With a Friday night screening and party, with an all-day Saturday event, Jalopnik Film Festival was a breath of fresh air in that it was a festival that seemed manageable. There wasn’t 14 different screening locations, tons of lines or even a program. It was low key; so low key, in fact, that multiple screenings started early, unheard of in the festival circuit, and certainly in LA: you’d think an LA-based car movie festival would be attuned to how long it takes to park/get anywhere in LA, but it was kind of a cute/frustrating wrinkle to the proceedings.
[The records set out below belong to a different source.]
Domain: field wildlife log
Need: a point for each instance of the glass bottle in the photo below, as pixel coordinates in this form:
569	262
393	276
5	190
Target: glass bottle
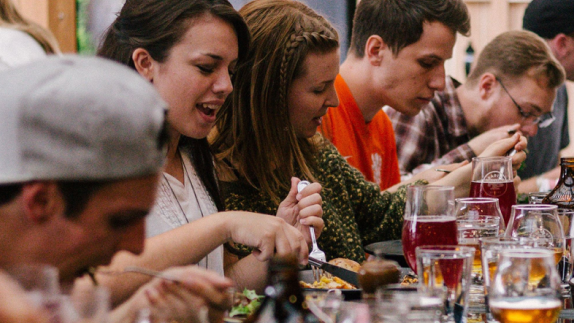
563	193
284	301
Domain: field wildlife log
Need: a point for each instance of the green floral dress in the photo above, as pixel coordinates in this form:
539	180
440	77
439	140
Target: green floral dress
354	210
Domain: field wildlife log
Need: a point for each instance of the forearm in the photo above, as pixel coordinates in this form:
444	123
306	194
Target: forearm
182	246
247	272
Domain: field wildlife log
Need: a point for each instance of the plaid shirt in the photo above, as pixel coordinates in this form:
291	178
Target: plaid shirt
436	136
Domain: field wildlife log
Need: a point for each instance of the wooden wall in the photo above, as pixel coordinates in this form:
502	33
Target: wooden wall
489	18
57	15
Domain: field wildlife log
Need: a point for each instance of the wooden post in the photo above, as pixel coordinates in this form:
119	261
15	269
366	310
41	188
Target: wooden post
57	15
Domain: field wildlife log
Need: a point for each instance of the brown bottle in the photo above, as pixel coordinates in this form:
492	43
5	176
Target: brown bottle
563	193
377	273
284	302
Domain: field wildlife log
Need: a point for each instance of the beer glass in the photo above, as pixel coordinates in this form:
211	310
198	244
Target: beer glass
541	223
525	287
440	267
493	177
429	219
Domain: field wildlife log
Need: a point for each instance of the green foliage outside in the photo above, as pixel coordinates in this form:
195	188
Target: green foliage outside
84	38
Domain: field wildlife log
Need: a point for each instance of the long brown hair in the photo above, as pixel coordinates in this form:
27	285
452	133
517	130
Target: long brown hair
254	131
11	18
158	25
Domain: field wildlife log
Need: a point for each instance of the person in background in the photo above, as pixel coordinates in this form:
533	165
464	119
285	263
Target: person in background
82	150
22	41
268	132
384	67
551	20
511	88
189	50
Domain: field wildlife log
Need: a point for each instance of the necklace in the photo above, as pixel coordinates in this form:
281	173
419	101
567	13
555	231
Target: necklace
186	175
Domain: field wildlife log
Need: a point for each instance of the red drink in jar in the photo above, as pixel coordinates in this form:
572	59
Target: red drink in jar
504	191
427	230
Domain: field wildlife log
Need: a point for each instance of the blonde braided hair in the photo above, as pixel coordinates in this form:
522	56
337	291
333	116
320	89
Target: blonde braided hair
254	133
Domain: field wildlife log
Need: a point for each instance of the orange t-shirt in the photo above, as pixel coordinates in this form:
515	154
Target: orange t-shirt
371	147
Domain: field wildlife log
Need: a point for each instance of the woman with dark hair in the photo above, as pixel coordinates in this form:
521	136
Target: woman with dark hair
189	50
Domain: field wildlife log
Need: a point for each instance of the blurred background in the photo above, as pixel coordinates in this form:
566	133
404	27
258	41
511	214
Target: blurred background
79	24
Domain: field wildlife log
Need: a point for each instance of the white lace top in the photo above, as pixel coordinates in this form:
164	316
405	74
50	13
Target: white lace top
195	203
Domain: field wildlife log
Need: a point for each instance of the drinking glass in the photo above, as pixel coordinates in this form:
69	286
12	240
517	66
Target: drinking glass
429	219
525	287
566	264
90	304
490	250
403	304
541	223
447	267
41	284
493	177
536	197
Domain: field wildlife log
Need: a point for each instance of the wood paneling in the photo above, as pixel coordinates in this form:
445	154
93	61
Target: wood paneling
57	15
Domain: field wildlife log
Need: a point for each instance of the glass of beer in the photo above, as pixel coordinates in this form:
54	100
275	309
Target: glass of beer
525	287
493	177
447	268
490	248
539	222
429	219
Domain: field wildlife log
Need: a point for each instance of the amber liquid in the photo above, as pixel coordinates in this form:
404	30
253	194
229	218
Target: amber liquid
477	261
504	191
427	230
535	310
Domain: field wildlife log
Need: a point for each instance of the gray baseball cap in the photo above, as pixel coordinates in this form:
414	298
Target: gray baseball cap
78	118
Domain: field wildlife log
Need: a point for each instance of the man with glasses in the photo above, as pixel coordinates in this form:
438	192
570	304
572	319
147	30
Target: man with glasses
510	89
552	20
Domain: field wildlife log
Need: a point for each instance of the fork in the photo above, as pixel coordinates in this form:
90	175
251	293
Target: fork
315	252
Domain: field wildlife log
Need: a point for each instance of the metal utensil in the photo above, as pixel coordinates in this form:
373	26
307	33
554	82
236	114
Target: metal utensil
315	252
133	269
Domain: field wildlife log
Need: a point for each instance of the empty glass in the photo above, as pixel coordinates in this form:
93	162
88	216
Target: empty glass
525	287
449	267
493	177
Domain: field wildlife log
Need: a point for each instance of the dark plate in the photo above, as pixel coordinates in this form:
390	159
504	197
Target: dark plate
349	294
392	250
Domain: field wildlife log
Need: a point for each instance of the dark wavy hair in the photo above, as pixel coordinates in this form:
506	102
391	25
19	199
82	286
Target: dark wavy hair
156	26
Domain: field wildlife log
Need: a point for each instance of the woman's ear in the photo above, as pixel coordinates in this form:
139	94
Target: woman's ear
42	201
144	63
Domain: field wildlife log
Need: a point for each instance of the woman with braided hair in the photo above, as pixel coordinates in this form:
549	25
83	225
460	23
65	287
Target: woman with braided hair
267	133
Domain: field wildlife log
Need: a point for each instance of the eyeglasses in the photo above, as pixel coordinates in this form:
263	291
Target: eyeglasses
542	121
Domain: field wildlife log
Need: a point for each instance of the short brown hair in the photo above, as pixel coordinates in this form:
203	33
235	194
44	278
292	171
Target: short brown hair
513	54
400	22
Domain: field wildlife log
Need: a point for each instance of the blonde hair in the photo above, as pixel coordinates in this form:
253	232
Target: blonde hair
514	54
11	18
254	132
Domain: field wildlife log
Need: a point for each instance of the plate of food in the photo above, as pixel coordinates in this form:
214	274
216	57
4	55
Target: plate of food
392	250
328	281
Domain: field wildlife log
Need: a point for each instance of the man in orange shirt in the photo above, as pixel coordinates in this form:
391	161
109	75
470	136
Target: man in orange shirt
397	61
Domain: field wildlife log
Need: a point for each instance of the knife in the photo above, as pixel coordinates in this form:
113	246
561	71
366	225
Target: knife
345	274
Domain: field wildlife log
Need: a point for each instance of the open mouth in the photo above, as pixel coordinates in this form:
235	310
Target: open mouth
208	109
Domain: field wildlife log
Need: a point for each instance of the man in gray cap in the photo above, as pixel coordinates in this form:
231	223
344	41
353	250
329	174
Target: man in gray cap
552	20
82	143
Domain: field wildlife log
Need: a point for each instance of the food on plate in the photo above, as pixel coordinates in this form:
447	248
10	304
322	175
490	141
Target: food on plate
346	263
245	303
328	281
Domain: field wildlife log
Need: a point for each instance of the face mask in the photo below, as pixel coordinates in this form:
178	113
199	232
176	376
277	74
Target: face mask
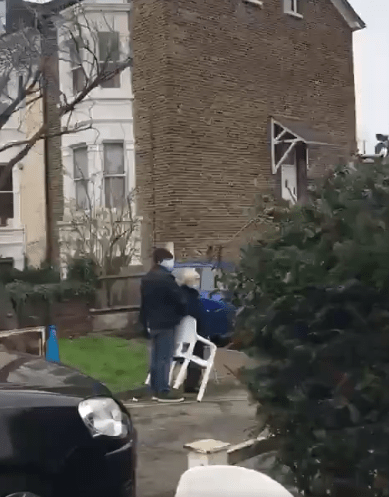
168	264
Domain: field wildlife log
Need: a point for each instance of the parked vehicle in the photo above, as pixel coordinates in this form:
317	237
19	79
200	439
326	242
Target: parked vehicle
61	433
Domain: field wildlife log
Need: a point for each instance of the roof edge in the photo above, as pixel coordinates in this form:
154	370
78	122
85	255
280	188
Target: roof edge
349	15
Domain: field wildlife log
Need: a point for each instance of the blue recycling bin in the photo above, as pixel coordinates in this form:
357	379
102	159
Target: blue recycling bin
52	347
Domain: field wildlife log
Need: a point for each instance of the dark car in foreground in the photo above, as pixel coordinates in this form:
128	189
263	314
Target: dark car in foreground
61	433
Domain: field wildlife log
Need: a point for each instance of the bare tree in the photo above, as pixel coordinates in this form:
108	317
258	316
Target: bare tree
25	69
108	237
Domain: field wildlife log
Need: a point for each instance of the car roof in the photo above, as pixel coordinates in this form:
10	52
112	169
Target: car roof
228	266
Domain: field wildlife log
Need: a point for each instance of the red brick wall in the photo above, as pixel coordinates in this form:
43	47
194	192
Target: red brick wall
215	71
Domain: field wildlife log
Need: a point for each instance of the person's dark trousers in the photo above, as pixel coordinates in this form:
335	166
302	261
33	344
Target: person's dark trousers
162	349
192	381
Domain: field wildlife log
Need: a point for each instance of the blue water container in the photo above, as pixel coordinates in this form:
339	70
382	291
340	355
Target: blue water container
52	347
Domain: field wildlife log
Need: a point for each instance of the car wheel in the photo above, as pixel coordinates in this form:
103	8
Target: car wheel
24	485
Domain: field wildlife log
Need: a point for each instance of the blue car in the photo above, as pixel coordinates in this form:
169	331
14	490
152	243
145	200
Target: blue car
221	313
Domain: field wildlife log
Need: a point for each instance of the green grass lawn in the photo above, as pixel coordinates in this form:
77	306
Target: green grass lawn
118	363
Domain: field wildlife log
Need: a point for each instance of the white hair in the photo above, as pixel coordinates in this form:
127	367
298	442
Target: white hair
187	276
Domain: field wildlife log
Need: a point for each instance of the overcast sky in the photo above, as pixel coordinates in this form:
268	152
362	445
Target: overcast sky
371	51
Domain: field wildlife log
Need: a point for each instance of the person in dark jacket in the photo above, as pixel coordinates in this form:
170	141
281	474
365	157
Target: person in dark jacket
163	306
189	279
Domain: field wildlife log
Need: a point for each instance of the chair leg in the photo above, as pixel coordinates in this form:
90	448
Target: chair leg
206	375
172	367
182	374
204	383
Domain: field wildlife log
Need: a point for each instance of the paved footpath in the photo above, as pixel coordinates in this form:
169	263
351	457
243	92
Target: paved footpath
164	429
225	414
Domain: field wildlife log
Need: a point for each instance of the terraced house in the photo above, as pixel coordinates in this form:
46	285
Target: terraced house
225	99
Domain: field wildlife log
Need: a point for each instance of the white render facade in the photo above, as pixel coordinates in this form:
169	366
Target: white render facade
100	160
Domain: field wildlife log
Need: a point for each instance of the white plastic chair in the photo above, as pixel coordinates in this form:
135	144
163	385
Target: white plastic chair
186	339
228	481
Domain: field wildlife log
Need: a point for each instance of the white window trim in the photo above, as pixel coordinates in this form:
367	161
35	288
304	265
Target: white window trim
258	3
119	75
292	12
118	175
76	180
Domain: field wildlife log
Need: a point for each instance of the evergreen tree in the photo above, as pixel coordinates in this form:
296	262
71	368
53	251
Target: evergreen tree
317	300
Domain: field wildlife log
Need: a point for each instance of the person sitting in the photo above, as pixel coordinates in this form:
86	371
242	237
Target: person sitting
189	279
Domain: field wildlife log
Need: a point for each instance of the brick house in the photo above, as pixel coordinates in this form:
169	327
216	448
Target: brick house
233	98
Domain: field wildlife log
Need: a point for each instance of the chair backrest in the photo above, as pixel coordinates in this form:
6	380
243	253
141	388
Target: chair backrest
228	481
186	331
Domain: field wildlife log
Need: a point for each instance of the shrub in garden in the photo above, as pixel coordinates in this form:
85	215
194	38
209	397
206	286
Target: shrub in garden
316	298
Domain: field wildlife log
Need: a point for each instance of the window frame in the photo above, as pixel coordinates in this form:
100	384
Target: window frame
76	66
116	175
77	181
115	82
295	11
13	197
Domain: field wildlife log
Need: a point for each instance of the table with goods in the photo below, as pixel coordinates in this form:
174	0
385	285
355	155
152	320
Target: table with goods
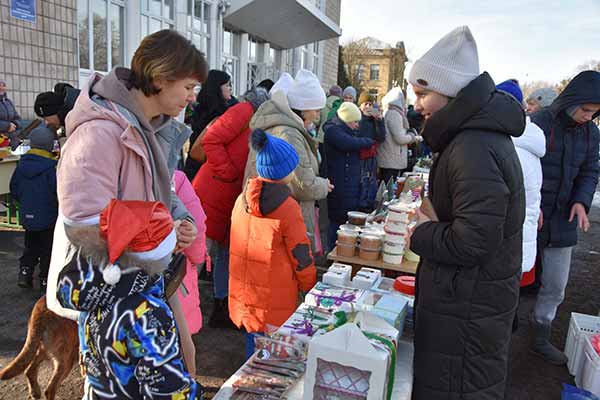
352	337
377	240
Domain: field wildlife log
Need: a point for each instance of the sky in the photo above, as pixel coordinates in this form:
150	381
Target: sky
528	40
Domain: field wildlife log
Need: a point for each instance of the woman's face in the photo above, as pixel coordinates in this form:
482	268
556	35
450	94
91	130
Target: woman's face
353	125
226	90
175	95
311	116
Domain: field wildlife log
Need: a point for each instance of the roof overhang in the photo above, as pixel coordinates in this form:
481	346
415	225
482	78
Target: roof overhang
285	24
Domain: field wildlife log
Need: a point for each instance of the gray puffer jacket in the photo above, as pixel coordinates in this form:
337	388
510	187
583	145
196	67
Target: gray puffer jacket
393	152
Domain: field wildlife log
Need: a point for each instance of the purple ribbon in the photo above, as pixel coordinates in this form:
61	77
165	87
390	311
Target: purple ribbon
304	328
337	300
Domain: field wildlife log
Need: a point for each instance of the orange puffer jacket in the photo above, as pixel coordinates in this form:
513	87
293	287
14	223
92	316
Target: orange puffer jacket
269	256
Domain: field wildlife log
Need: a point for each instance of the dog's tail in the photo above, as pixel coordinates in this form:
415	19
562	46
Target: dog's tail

It had been a long time since I had seen George Miller’s original Mad Max. So long, in fact, that I had subconsciously remembered Road Warrior as the first one, not realizing that the original revenge and cars flick didn’t exist in the apocalypse yet. But the film is even better today given historical context, and it’s incredible that nearly 40 years after the fact, Miller was able to imbue the same ferocious attitude in Fury Road.
At its heart, Mad Max is really Mel Gibson as The Punisher, a deadly revenge movie jam-packed with cars, bikes and anger, with shades of the wonderful future insanity to come. The film boasts tremendous build-up, with the “Mad Max” of the title only existing in the last 15 minutes. But it’s worth the wait, with Toecutter (Hughs Keays-Byrne) and Johnny the Boy leading a motorcycle gang that still feels envelope-pushing, bizarre and scary today.
The other treasure I could finally discover was Ronin, a 1998 film that hadn’t aged a day (beyond its computers/cell phones). John Frankenheimer’s movie is acknowledged as featuring some of the best car chase scenes ever shot, but it’s more than just screeching wheels. It’s a classic heist movie, with a phenomenal cast that includes 90’s legend Jean Reno, Sean Bean, Stellan Skarsgard, Natascha McElhone and the great Jonathan Pryce as the baddie. It’s full of the usual twist and turns of betrayal, and feels like an arthouse Italian Job (or a companion to Brian de Palma’s Mission: Impossible), and plays like a really well-crafted and well-acted blockbuster that would do well in front of today’s audiences.
Most surprisingly, Sean Bean DOESN’T DIE! In fact, he was seemingly the one loose end, or seemed to be, given his reputation that has grown since this picture.
The only loose end for the Jalopnik Film Festival itself, is that nagging itch for what’s to come next year.